The Kislev and Tevet issues of Achoti have generated excitement beyond the target audience of survivors of Arab villages
Yad L'Achim has launched a new magazine called Achot , "My Sister" in Hebrew, written expressly for Jewish women rescued from Arab villages and their families.
The magazine is part of a larger campaign to keep in touch with these women after their rescues and help them make the transition back to the Jewish world.
Achoti, edited by Yad L'Achim social workers who've worked with survivors and understand their needs, includes inspirational articles alongside those offering practical advice on running a Jewish home and finding a job.
The first issue opened with a personal letter from Yad L'Achim's chairman, Harav Yisrael Lifschitz, who shared the story of one particular survivor who went on to open a new page in her life, proving that nothing can stand in the way of determination.
Other columns included "Little Sister," questions from young girls rescued with their mothers that are answered by a senior social worker; "Second Childhood," parenting tips from Sari, who is known by survivors as "the mother of Yad L'Achim''; and "Torat Imecha – Your Mother's Torah," an inspiring column on how to enrich one's life spiritually, written by Rabbanit Yonah Nusbacher.
In addition, there are columns offering recipes, household tips, fashion and so on.
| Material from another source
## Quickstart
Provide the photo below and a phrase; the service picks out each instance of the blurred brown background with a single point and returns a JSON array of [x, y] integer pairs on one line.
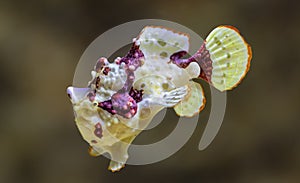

The first two issues, for Kislev and Tevet, were such a hit that Yad L'Achim's headquarters has been inundated with calls from women wanting to make sure that the third issue will be coming out on time and be sent to them.
"I can't put it down until I've read it cover to cover," said one survivor. "I find myself reading and rereading each issue."
Another reader, referring to an article titled "Bread of Labor," which presented tips on how to get a job, said that after reading it she was able to muster the courage to go on her first serious job interview. She now feels confident about her ability to find work and support herself and children.
The magazine, with its sharp graphic design, is generating excitement beyond the target audience of women rescued from Arab villages. Many religious girls' high schools have asked Yad L'Achim to send them the magazines so that they can distribute them to their students.
"I discovered that written material, when it's professionally edited and laid out, is much more effective than lectures when it comes to dealing with these painful, sensitive issues," said one principal, who understands the importance of educating high school-aged girls about the dangers of getting involved with Arab men.
Yad L'Achim officials say they intend to continue publishing the magazine on a monthly basis, with G-d's help, because the "follow-up educational activities are no less important than the rescue itself in ensuring the Jewish continuity of these women and their future generations."